Popkov's work shows his graphic and plastic language's emotional virtuosity and meets the highest criteria of artisticity and imagery. His works are polyphonic and multi-associative, containing universal ideas of beauty and spirituality. Each painting by the artist is a philosophical meditation, a confession of the author who, with a religious dedication, exposed the contradictoriness of human existence. In his special way, he understood and intuitively felt an invisible connection between the ages and a continuity of generations and traditions.

Popkov's art is dominated by emotional and psychological intonations which give his paintings their special energy and magnetism. Under the artist's brush, things "of the moment" turn into events with a significant and eternal meaning. The power of such transformation and the artistic means to achieve it define the unique poetics of Popkov's art, placing him among the outstanding artists of the 20th century and allowing us to appreciate his contribution to the artistic culture of the world.

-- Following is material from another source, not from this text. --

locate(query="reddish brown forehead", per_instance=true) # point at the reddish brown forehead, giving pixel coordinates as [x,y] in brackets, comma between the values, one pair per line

The artist's oeuvre has become Russia's national property and can be found in the collections of the country's best museums and galleries, with his most important works exhibited at the Tretyakov Gallery and the Russian Museum in St. Petersburg. They have also often featured at major group exhibitions in Russia and abroad — in New York and Paris, Tokyo and Berlin, Brussels and Rome.

A recently published monograph on Viktor Popkov, prepared by Peter Kozorezenko, an art critic and artist, and sponsored by Andrey Filatov, a well-known patron of the arts and collector, contains much interesting and new information on the artist and his works.